There are a lot of ways to improve like Lin already mentioned (reading books on technique, taking classes, etc.) but I think I think I'll stick to what's worked for me.
- Read. Read. Read. I love to read and I read every chance I get with the exception of when I'm in first draft mode. It's one of my personal quirks to keep my head clear and focused when I'm really in intense creation mode, but aside from that I read constantly. Reading is like studying for a test. The more you do it, the better your score will be. I personally stick to reading what I love but I think as long as you read something of quality it doesn't really matter if it's the same genre you're working in or not.
- An extra set of eyes. Or two. Or three. Finding critique partners was one of the best things that ever happened for me as a writer. I can't imagine where I'd be without them. I shudder to think of it! Not only did their comments and edits make my work 1000% better. I learned volumes from critiquing their work too.
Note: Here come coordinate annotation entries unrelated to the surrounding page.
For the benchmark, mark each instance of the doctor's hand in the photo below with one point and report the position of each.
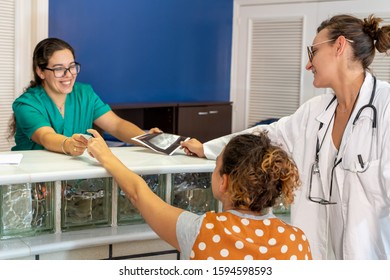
(193, 147)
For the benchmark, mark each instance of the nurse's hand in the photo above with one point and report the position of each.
(76, 145)
(193, 147)
(98, 148)
(154, 130)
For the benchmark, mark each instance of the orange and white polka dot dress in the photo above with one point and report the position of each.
(224, 236)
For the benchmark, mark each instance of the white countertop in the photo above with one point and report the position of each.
(44, 166)
(38, 166)
(49, 243)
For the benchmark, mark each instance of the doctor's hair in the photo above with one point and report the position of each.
(43, 52)
(366, 35)
(260, 173)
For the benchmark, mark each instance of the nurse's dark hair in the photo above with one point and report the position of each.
(260, 174)
(366, 35)
(42, 53)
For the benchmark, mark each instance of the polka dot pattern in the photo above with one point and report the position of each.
(227, 236)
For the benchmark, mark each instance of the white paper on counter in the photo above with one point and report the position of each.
(10, 159)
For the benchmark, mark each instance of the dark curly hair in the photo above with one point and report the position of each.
(259, 172)
(42, 53)
(366, 35)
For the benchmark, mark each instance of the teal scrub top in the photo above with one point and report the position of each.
(35, 109)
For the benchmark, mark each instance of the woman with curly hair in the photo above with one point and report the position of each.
(250, 177)
(340, 141)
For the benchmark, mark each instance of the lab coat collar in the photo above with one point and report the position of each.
(326, 116)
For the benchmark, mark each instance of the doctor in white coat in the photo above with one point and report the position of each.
(340, 142)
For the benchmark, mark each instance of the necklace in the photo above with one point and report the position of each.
(60, 108)
(341, 110)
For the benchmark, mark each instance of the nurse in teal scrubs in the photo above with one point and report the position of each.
(55, 110)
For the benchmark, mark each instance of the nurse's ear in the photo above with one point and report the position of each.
(40, 73)
(224, 183)
(341, 45)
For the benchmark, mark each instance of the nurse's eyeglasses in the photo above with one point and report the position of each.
(311, 52)
(60, 72)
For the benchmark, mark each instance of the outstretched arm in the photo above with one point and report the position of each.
(160, 216)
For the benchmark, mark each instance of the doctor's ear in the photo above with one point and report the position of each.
(224, 183)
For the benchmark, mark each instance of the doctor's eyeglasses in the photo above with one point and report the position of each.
(311, 52)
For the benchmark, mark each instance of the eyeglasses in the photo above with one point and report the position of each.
(60, 72)
(311, 52)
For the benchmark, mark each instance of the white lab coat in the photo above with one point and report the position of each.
(364, 198)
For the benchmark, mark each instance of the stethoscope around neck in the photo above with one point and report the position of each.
(363, 165)
(374, 124)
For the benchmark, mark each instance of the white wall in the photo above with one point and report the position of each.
(313, 12)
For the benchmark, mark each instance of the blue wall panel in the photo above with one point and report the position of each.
(135, 51)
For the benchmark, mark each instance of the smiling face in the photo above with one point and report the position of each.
(58, 86)
(322, 63)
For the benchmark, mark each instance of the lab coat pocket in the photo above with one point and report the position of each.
(370, 180)
(360, 149)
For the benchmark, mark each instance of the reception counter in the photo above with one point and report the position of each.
(70, 208)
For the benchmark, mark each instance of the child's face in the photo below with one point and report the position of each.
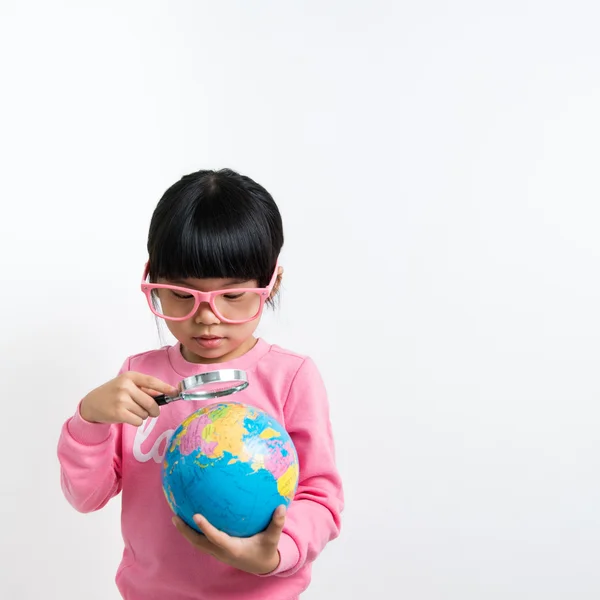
(203, 337)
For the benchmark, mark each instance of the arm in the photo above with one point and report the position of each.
(90, 461)
(313, 518)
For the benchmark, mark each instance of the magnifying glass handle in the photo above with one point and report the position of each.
(164, 399)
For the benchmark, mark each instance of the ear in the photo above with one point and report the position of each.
(277, 283)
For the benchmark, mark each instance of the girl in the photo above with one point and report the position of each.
(211, 233)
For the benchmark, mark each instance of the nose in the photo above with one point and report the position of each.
(205, 315)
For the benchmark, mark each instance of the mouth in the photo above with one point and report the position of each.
(209, 341)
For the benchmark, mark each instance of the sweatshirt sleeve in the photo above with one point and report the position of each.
(314, 517)
(90, 461)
It's helped me read my own work with a fresh eye and to revise in a more confident and effective way. I also recommend having a handful of beta readers and writing buddies so you can get different views on what's working or not working.
- My first novel. I was sure my first book would be the one, but oh how very wrong I was. I, like 99% of writers found out that my first attempt at a novel wasn't my best work. I wrote several drafts, queried, had agent feedback, revised, queried some more, then finally set it aside. That was over the course of a year, and though there were times I wondered if I could have done things differently, I realize now it was all part of the process. I write slower now. I think about my words before typing them. I outline. I send chapters as I write them to some of my readers. I take my big ideas and kick them down a notch.
There are more things I could ramble about, but I'd love to know what you guys think. Any advice on what's helped you improve?